Bug #8048
osd/ReplicatedPG: FAILED assert(!parent->get_log().get_missing().is_missing(soid))
0%
Description
From effectively the master branch: http://qa-proxy.ceph.com/teuthology/joshd-2014-04-08_17:21:20-rados-wip-6480-testing-basic-plana/179672/
osd/ReplicatedPG.cc: 7297: FAILED assert(!parent->get_log().get_missing().is_missing(soid)) ceph version 0.79-87-gc2f37bb (c2f37bb723178e6ae5fe5121baa06aba994025c1)
1: (ReplicatedBackend::sub_op_modify(std::tr1::shared_ptr<OpRequest>)+0x11f5) [0x7ddb75]
2: (ReplicatedBackend::handle_message(std::tr1::shared_ptr<OpRequest>)+0x55c) [0x90bc8c]
3: (ReplicatedPG::do_request(std::tr1::shared_ptr<OpRequest>, ThreadPool::TPHandle&)+0x1ee) [0x7bd04e]
4: (OSD::dequeue_op(boost::intrusive_ptr<PG>, std::tr1::shared_ptr<OpRequest>, ThreadPool::TPHandle&)+0x34a) [0x61a3aa]
5: (OSD::OpWQ::_process(boost::intrusive_ptr<PG>, ThreadPool::TPHandle&)+0x628) [0x6353e8]
6: (ThreadPool::WorkQueueVal<std::pair<boost::intrusive_ptr<PG>, std::tr1::shared_ptr<OpRequest> >, boost::intrusive_ptr<PG> >::_void_process(void*, ThreadPool::TPHandle&)+0x9c) [0x67aefc]
7: (ThreadPool::worker(ThreadPool::WorkThread*)+0x4e6) [0xa57136]
8: (ThreadPool::WorkThread::entry()+0x10) [0xa58f40]
9: (()+0x7e9a) [0x7f8e9b07be9a]
10: (clone()+0x6d) [0x7f8e9963c3fd]
Associated revisions
osd/ReplicatedPG: check clones for degraded
We check whether the head is degraded, and we check whether a clone is
unreadable, but in the case where we have a cache op on a degraded object,
we don't check. That leads to an assert when the repop hits the replica
and the object is in the peer's missing set.

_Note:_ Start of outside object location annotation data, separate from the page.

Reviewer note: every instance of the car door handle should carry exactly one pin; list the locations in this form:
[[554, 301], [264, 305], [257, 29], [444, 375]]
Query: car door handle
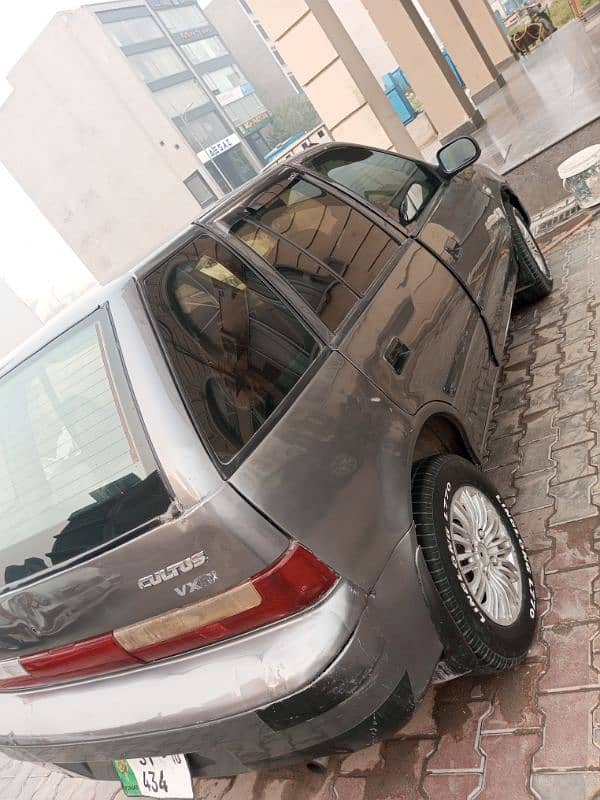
[[453, 247], [396, 354]]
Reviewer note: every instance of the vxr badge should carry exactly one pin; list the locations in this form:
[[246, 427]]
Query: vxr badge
[[173, 570]]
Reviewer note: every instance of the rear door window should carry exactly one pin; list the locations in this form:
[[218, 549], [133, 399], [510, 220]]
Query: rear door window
[[338, 239], [75, 468], [236, 348], [398, 186]]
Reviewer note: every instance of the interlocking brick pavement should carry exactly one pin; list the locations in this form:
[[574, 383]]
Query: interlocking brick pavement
[[534, 733]]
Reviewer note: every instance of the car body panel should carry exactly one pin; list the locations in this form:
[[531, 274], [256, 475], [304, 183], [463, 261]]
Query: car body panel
[[342, 446], [467, 228]]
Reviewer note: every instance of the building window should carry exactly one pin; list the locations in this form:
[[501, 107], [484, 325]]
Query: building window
[[245, 108], [200, 189], [181, 98], [222, 80], [205, 49], [134, 31], [182, 19], [203, 131], [236, 347], [155, 64]]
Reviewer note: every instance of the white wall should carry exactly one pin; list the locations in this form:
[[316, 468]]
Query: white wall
[[82, 135], [18, 320]]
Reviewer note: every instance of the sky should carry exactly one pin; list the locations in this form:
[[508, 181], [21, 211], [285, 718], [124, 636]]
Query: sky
[[46, 274]]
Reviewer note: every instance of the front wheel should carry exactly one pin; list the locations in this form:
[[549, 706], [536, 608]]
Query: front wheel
[[476, 558], [535, 280]]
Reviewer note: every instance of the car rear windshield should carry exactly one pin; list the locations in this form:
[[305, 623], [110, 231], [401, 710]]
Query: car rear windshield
[[76, 470]]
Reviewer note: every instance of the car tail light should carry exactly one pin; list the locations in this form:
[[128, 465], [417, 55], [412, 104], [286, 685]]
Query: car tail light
[[294, 582]]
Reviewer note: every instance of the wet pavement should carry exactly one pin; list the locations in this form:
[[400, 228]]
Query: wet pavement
[[533, 732], [549, 94]]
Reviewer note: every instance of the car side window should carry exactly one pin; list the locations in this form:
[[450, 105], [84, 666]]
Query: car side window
[[399, 187], [304, 227], [236, 348]]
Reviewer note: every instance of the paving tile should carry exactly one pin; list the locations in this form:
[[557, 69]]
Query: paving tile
[[574, 401], [578, 351], [570, 663], [574, 545], [504, 424], [574, 429], [566, 785], [545, 375], [577, 312], [577, 374], [540, 400], [568, 741], [519, 355], [459, 727], [533, 527], [363, 761], [572, 596], [511, 398], [440, 787], [404, 765], [422, 722], [573, 500], [502, 478], [350, 788], [514, 704], [504, 450], [507, 765], [532, 491], [517, 375], [545, 353], [536, 456], [573, 462], [578, 330]]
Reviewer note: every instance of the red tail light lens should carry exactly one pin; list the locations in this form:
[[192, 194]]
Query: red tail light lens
[[294, 582]]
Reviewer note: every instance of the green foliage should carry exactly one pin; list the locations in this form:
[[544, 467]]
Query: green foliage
[[293, 116]]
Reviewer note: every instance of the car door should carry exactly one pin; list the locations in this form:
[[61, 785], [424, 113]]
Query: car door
[[418, 335], [466, 226]]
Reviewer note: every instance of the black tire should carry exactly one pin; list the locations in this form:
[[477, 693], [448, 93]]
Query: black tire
[[533, 283], [491, 646]]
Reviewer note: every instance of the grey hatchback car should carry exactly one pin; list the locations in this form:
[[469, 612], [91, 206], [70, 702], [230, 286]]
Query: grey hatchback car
[[242, 518]]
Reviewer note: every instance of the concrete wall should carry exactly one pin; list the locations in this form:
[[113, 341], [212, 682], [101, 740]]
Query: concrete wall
[[18, 320], [84, 138], [367, 38], [250, 51]]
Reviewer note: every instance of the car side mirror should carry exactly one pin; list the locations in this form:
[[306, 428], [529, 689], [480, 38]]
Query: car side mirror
[[457, 155]]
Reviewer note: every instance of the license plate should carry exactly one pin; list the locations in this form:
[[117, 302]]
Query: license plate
[[164, 777]]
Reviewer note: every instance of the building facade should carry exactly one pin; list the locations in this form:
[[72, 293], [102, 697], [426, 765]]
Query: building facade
[[19, 320], [175, 50], [256, 54], [124, 123]]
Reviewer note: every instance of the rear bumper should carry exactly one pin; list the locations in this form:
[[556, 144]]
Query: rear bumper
[[284, 693]]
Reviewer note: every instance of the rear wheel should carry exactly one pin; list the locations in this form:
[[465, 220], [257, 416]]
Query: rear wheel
[[535, 280], [477, 560]]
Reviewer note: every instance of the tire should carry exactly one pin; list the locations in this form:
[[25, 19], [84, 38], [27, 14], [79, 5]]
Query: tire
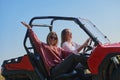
[[108, 68]]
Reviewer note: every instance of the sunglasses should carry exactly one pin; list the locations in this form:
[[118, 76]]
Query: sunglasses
[[53, 37]]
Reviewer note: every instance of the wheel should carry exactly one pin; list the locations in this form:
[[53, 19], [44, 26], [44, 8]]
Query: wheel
[[109, 67], [116, 74]]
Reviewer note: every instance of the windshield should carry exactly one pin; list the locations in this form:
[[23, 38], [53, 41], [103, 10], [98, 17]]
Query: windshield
[[94, 31]]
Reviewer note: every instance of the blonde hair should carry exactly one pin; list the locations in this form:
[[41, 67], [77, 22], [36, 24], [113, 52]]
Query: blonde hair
[[48, 37], [63, 35]]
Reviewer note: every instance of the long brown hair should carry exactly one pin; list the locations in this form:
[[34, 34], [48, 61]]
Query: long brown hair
[[63, 36], [48, 37]]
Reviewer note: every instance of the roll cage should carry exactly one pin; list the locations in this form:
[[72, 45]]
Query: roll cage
[[31, 51]]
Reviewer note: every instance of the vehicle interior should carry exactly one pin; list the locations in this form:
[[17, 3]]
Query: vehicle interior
[[42, 26]]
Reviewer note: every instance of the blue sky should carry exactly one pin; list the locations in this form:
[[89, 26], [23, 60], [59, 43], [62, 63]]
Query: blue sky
[[105, 14]]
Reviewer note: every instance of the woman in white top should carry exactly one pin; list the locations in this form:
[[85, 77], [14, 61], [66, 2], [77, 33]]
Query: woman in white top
[[68, 44]]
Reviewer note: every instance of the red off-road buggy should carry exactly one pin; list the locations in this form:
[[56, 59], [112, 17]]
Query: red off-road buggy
[[103, 57]]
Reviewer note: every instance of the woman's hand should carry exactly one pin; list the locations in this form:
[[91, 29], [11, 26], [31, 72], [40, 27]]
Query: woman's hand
[[26, 25]]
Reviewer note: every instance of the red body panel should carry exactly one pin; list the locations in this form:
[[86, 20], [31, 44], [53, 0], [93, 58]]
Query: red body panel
[[24, 64], [99, 53]]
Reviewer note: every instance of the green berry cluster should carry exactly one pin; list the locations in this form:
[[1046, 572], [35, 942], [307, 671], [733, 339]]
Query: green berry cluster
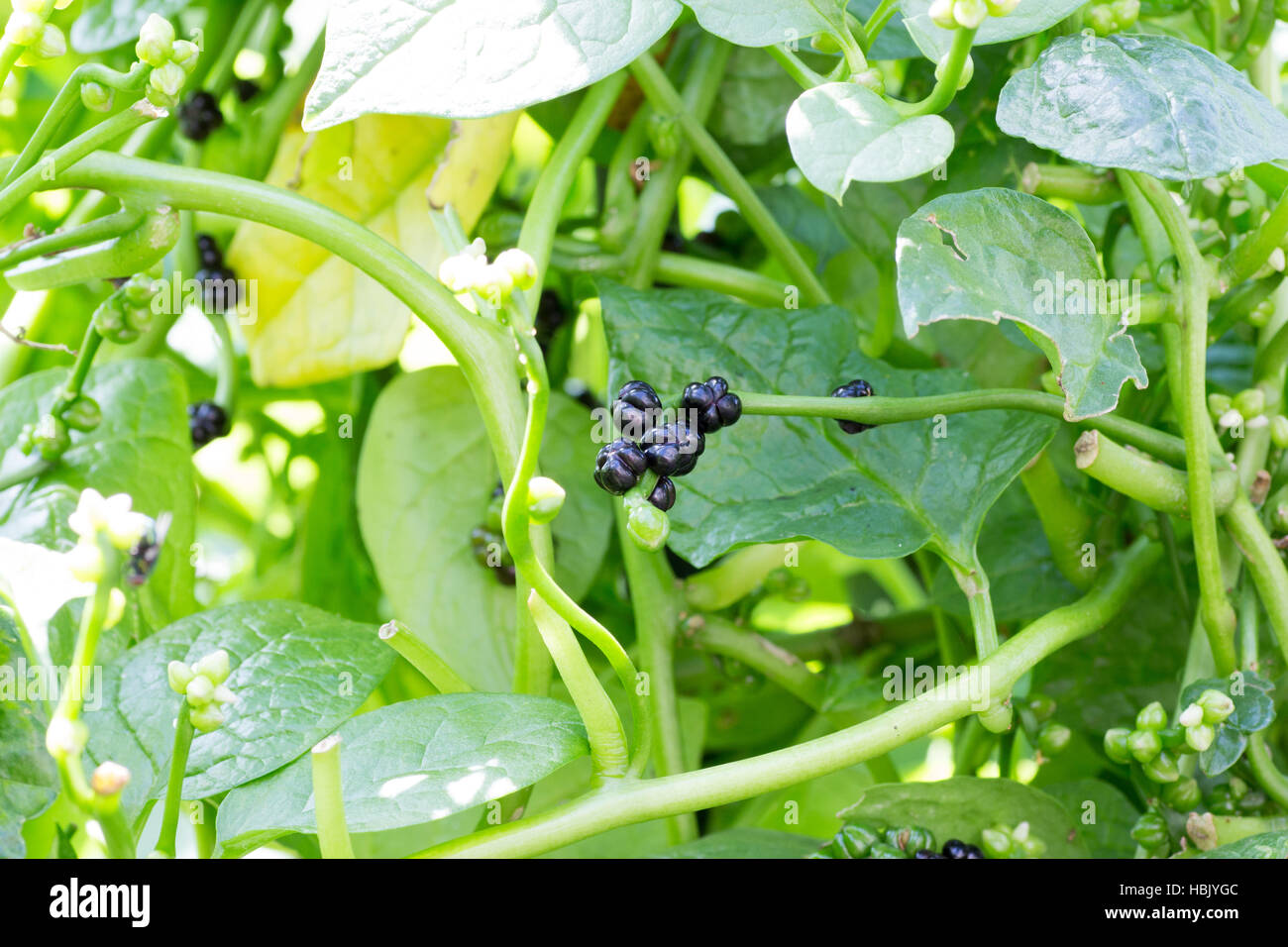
[[171, 60], [1003, 841], [202, 686], [1113, 17]]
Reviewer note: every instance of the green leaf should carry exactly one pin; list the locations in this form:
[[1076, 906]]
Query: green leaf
[[425, 479], [1029, 17], [142, 449], [1265, 845], [1147, 103], [296, 672], [965, 805], [993, 254], [1108, 819], [104, 25], [841, 132], [465, 59], [411, 763], [879, 495], [765, 22], [745, 843]]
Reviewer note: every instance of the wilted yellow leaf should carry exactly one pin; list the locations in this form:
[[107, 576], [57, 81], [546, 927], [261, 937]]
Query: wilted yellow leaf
[[314, 316]]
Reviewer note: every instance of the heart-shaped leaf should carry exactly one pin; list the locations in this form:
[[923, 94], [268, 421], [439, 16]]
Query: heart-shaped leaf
[[142, 447], [425, 479], [411, 763], [468, 59], [1147, 103], [841, 132], [965, 805], [314, 316], [883, 493], [993, 254], [296, 672], [765, 22], [1029, 17]]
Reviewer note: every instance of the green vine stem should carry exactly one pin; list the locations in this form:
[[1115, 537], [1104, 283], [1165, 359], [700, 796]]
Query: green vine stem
[[183, 733], [1158, 486], [656, 605], [666, 99], [720, 637], [329, 799], [640, 801], [420, 656], [879, 410], [1189, 398]]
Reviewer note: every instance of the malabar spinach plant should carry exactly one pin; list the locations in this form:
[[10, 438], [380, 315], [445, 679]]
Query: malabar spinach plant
[[735, 428]]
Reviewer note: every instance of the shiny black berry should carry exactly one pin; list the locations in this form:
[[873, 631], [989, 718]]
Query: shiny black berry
[[218, 287], [209, 253], [954, 848], [634, 407], [664, 493], [854, 389], [619, 466], [206, 421], [198, 116]]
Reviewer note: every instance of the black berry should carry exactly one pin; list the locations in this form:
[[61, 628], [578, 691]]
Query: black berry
[[664, 493], [206, 421], [619, 466], [954, 848], [854, 389], [198, 116]]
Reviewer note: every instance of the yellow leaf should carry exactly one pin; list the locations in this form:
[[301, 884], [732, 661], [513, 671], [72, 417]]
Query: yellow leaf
[[316, 317]]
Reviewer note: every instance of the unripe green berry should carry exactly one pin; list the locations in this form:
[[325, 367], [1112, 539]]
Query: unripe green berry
[[1144, 745], [1151, 718], [545, 499], [1116, 745], [179, 676]]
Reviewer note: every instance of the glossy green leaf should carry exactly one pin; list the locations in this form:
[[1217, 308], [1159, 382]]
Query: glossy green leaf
[[745, 843], [425, 478], [1147, 103], [142, 447], [411, 763], [965, 805], [877, 495], [1029, 17], [104, 25], [842, 132], [296, 672], [468, 59], [765, 22], [993, 254]]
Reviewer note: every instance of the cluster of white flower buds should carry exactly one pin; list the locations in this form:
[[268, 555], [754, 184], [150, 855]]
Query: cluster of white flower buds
[[171, 60], [27, 27], [1202, 718], [469, 272], [967, 14], [101, 519], [202, 685]]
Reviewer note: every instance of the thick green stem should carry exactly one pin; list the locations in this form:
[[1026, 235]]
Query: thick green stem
[[329, 799], [183, 735], [644, 800], [1189, 399], [420, 656], [877, 410], [666, 99]]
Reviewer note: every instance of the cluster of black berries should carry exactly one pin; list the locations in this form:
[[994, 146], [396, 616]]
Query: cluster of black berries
[[198, 116], [854, 389], [218, 282], [669, 450], [484, 540], [206, 421]]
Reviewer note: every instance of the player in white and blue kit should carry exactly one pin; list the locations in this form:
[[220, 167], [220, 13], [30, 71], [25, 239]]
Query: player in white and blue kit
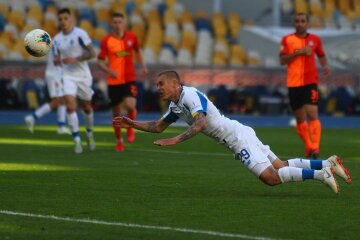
[[192, 106], [54, 85], [74, 49]]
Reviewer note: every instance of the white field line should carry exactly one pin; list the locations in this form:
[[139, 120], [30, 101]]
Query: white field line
[[132, 225]]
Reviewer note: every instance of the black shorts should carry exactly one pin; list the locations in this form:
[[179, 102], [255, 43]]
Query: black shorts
[[117, 93], [300, 96]]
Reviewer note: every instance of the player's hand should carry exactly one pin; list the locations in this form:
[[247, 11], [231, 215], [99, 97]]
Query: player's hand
[[327, 70], [57, 60], [69, 60], [166, 142], [144, 72], [112, 73], [307, 50], [122, 122]]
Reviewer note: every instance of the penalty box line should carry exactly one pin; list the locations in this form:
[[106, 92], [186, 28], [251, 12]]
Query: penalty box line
[[132, 225]]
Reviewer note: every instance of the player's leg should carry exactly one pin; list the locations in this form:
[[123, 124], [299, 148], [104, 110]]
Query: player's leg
[[311, 98], [302, 129], [314, 129], [130, 105], [85, 93], [73, 121], [61, 118], [258, 158], [115, 93], [40, 112], [89, 124], [70, 92], [272, 177], [297, 102]]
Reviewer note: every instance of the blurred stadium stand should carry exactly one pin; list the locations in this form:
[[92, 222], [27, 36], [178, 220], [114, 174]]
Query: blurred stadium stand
[[228, 48]]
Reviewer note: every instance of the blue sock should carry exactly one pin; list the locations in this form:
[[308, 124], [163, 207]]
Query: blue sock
[[61, 124], [307, 174], [316, 164]]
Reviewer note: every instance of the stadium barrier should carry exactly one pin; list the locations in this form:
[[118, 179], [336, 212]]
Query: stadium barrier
[[236, 90]]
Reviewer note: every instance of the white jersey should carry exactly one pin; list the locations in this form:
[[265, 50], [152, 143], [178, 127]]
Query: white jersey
[[73, 45], [52, 70], [240, 139], [192, 102]]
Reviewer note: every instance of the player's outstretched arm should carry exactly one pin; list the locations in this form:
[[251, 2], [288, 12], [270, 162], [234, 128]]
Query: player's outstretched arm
[[193, 130], [146, 126]]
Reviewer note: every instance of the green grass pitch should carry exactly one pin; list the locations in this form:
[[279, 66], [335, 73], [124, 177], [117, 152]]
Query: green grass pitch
[[196, 186]]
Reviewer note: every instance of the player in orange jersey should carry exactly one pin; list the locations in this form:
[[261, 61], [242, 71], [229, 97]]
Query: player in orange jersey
[[298, 52], [118, 48]]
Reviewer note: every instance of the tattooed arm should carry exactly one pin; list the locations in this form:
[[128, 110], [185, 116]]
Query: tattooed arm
[[150, 126], [193, 130]]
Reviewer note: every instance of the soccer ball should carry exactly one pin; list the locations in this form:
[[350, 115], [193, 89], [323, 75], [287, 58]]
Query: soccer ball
[[37, 42]]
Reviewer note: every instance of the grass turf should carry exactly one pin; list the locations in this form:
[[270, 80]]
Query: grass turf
[[194, 185]]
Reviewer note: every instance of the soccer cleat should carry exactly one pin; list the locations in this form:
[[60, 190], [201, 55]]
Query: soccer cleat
[[130, 135], [330, 180], [91, 142], [30, 122], [120, 146], [78, 147], [63, 130], [339, 168]]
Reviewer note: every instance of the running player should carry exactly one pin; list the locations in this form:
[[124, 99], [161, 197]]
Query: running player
[[74, 49], [192, 106], [298, 51], [118, 48], [54, 85]]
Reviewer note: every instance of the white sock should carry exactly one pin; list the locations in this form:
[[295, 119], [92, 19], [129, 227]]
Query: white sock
[[299, 163], [290, 174], [42, 110], [61, 114], [308, 164], [319, 175], [89, 121], [73, 121]]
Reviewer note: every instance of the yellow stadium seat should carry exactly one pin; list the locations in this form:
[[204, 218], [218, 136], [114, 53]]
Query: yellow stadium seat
[[169, 16], [344, 6], [234, 24], [237, 53], [201, 14], [17, 19], [4, 10], [186, 17]]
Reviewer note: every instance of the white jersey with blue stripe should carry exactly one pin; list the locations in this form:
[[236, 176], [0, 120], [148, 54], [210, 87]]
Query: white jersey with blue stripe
[[192, 102], [73, 45]]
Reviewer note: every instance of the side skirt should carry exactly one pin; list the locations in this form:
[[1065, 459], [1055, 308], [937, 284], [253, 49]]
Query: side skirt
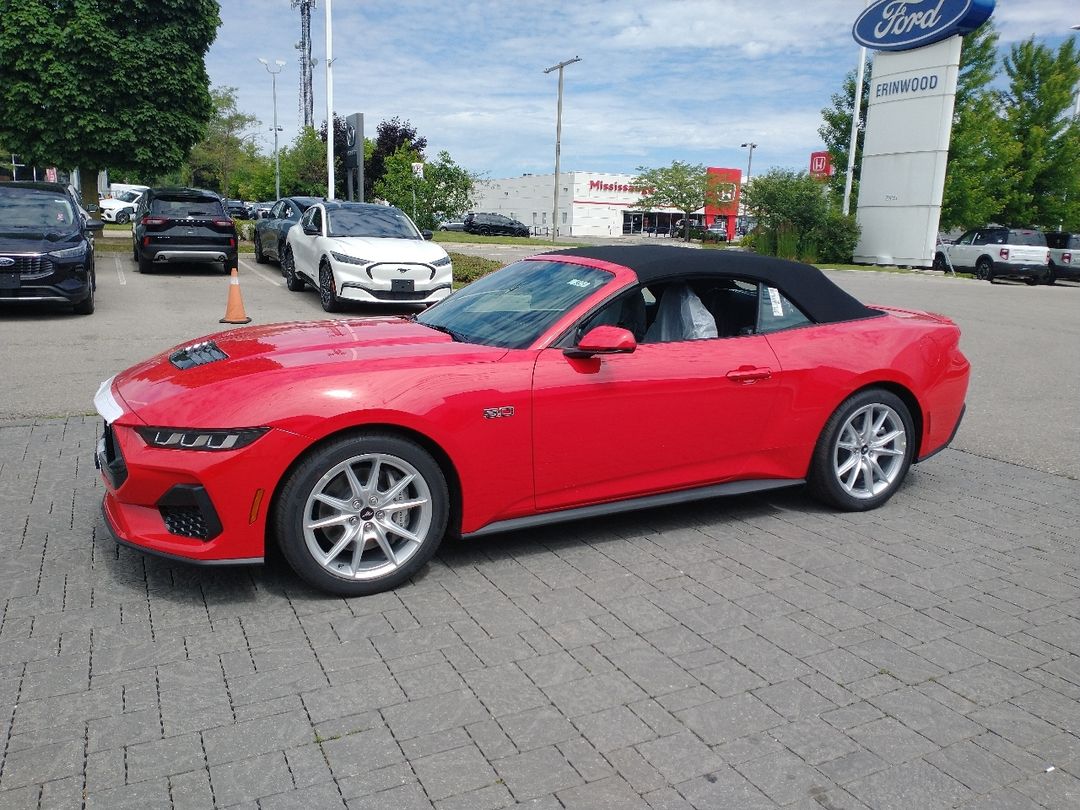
[[649, 501]]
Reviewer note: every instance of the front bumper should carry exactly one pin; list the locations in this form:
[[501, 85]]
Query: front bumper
[[201, 507]]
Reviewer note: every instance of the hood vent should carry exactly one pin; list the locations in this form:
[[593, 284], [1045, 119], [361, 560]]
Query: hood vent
[[197, 354]]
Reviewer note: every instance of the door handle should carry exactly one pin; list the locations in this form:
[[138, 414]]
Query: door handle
[[750, 374]]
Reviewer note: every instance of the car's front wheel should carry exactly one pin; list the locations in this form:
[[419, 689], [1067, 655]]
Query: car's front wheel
[[362, 514], [863, 453], [327, 288], [293, 282]]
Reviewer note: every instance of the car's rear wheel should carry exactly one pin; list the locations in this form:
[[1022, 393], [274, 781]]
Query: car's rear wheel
[[362, 514], [863, 453], [327, 288], [293, 282]]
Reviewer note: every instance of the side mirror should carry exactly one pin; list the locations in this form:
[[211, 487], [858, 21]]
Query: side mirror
[[604, 340]]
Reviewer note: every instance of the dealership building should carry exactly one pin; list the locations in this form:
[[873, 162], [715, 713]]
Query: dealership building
[[590, 204]]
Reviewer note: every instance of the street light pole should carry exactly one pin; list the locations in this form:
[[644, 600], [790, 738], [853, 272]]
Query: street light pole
[[277, 159], [329, 100], [558, 139]]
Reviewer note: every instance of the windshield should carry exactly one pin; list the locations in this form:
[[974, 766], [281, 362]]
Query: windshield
[[513, 307], [35, 210], [370, 221]]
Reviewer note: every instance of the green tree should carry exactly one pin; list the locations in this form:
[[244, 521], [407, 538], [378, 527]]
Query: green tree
[[979, 179], [304, 165], [683, 186], [389, 137], [1038, 117], [795, 218], [445, 190], [227, 144], [105, 85], [836, 131]]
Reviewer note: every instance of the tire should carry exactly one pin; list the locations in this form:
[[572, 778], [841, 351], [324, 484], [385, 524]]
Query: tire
[[293, 282], [854, 467], [350, 487], [327, 288], [85, 307]]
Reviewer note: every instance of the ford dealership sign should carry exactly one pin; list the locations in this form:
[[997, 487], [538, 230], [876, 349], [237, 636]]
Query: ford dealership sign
[[902, 25]]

Fix this by adding a check on the clone when write_ordered is true. Note
that checking write_ordered is better than whether it is a cache op because
we want to preserve write ordering even for reads that are flagged by the
client.
Fixes: #8048
Signed-off-by: Sage Weil <sage@inktank.com>
History
#1 Updated by Sage Weil almost 10 years ago
- Status changed from New to 12
#2 Updated by Sage Weil almost 10 years ago
- Status changed from 12 to In Progress
- Assignee set to Sage Weil
#3 Updated by Sage Weil almost 10 years ago
- Status changed from In Progress to Fix Under Review
#4 Updated by Sage Weil almost 10 years ago
- Assignee deleted (
Sage Weil)
#5 Updated by Samuel Just almost 10 years ago
- Status changed from Fix Under Review to Resolved
#6 Updated by Dmitry Smirnov almost 10 years ago
Please have a look at the comments of bug #8008 -- there may be some additional information related to this issue. I suspect that issues #8008 and this one (#8048) may be related. There is a possibility that either those two bugs are not completely fixed or there is another bug causing OSD crash on attempt to repair inconsistent PG.